История принятия теории относительности – тема для отдельного увлекательного исследования. Эйнштейн выдвинул свою теорию в 1905 г., однако многие философы и ученые отнеслись к ней скептично, а некоторые и вовсе ее проигнорировали в надежде, что все скоро об этом забудут. Хью Эллиот, которого Лавкрафт считал наставником, раздраженно отрицает теорию Эйнштейна в сноске к «Современной науке и материализму». В начале 1920 г. эту тему принялись обсуждать в «Галломо», и часть, написанная Лавкрафтом, начиналась так (сохранился только его отрывок):
«Далее у нас по плану теория Эйнштейна, о которой я, признаюсь сразу, не могу авторитетно высказываться. Связного отчета о ней я еще не видел, а во многих статьях в местных газетах профессора открыто признают, что не понимают ее сути.
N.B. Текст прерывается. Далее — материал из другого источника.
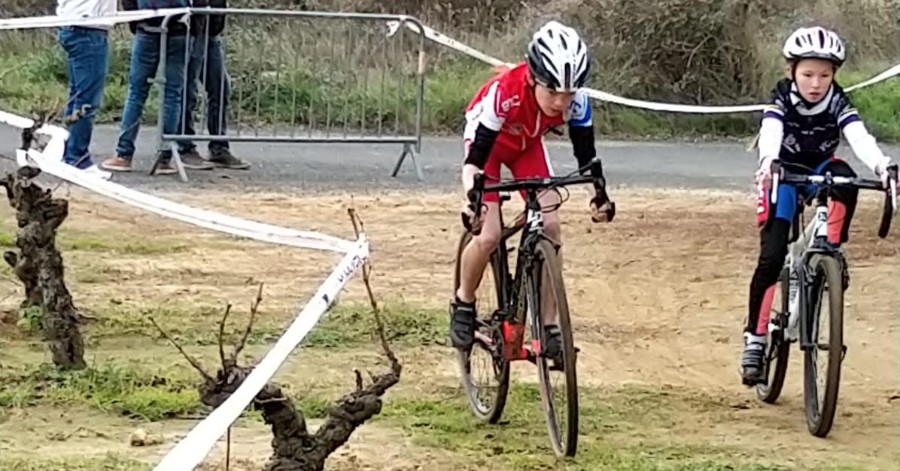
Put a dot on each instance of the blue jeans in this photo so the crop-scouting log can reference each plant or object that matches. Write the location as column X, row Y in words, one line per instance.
column 208, row 54
column 145, row 58
column 88, row 63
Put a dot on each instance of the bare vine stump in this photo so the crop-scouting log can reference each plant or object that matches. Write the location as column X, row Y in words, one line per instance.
column 39, row 265
column 294, row 448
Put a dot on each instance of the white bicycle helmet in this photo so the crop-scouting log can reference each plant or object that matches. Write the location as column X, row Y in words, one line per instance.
column 558, row 58
column 815, row 43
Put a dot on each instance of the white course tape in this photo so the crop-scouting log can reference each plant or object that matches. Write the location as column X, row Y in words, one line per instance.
column 53, row 21
column 50, row 161
column 608, row 97
column 192, row 450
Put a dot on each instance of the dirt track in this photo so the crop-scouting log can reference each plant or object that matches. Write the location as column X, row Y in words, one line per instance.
column 657, row 297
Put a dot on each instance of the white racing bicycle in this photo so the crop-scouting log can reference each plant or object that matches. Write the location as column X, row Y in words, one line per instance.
column 813, row 272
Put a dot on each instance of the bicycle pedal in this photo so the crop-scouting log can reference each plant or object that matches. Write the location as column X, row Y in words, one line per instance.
column 557, row 365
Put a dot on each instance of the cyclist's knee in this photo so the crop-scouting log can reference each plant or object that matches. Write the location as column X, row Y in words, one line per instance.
column 552, row 226
column 490, row 228
column 774, row 247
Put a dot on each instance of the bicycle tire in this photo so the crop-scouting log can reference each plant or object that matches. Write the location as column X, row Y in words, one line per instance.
column 567, row 445
column 820, row 420
column 779, row 350
column 492, row 413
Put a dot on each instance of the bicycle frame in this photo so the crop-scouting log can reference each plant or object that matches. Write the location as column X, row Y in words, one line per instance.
column 814, row 241
column 511, row 287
Сам Эйнштейн утверждает, что лишь двенадцать из ныне живущих людей могут полностью осмыслить его теорию»[1080]
.Далее следуют еще несколько страниц витиеватых и бессмысленных рассуждений. Лавкрафт явно хотел получить больше информации по этому вопросу, пусть даже из местных газет.
Теория действительно оставалась в большей степени догадкой вплоть до весны 1923 г., когда появились сообщения о результатах наблюдения за полным солнечным затмением 21 сентября 1922 г. В
Любопытнее всего то, что в рассказе «Гипнос», написанном в марте 1922 г., есть явная отсылка к Эйнштейну. Рассказчик утверждает: «Один человек с блестящими глазами сказал, что время и пространство относительны, и люди над ним смеялись. А человек с блестящими глазами всего лишь предполагал». Не знаю, читал ли Лавкрафт какой-нибудь из популярных отчетов о теории Эйнштейна, появлявшихся с 1905 г., но идея явно набирала обороты или, по крайней мере, широко обсуждалась. Говоря, что он «всего лишь предполагал», Лавкрафт намекает на отсутствие на тот момент исчерпывающих доказательств теории, которые будут предоставлены год спустя.
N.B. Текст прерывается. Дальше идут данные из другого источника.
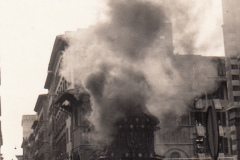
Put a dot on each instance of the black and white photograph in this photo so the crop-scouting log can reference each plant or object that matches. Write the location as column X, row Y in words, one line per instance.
column 119, row 80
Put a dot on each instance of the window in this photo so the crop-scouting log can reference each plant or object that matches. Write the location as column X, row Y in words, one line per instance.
column 235, row 77
column 221, row 118
column 236, row 98
column 198, row 118
column 236, row 88
column 175, row 155
column 221, row 69
column 234, row 66
column 219, row 93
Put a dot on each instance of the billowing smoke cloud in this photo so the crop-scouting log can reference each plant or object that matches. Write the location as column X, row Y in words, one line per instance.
column 126, row 64
column 196, row 26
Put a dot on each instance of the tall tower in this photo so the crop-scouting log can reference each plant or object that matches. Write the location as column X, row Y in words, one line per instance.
column 231, row 33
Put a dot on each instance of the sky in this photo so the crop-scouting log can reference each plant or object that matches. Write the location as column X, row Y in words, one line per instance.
column 28, row 29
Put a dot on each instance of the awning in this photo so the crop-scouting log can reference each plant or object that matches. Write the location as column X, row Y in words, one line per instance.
column 217, row 104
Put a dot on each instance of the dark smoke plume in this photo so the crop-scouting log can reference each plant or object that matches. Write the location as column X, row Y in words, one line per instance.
column 125, row 65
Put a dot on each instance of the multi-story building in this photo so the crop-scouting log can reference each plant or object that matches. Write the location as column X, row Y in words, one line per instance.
column 36, row 140
column 59, row 120
column 40, row 126
column 231, row 33
column 186, row 138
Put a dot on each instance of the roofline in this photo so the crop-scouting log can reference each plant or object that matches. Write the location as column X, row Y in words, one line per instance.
column 59, row 45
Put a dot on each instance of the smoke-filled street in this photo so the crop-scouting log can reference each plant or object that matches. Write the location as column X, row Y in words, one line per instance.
column 111, row 80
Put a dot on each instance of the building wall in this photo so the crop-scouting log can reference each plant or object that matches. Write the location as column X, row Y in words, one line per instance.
column 231, row 32
column 27, row 121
Вряд ли стоит отмечать, что безумные выводы Лавкрафта из теории Эйнштейна, как метафизические, так и этические, совершенно безосновательны, но реакция его, пожалуй, типична для многих интеллектуалов – особенно тех, кто не мог понять все подробности теории. Лавкрафт, как мы увидим, довольно быстро отбросит наивные взгляды на Эйнштейна и уже к 1929 г. примет его убеждения в качестве очередного способа продвижения модифицированного материализма, по-прежнему отрицавшего телеологию, монотеизм, духовность и другие принципы, которые он справедливо считал устаревшими еще в контексте науки девятнадцатого века. Таким образом Лавкрафт пришел к метафизической и этической системе, очень схожей со взглядами его более поздних философских наставников, а именно Бертрана Рассела и Джорджа Сантаяны.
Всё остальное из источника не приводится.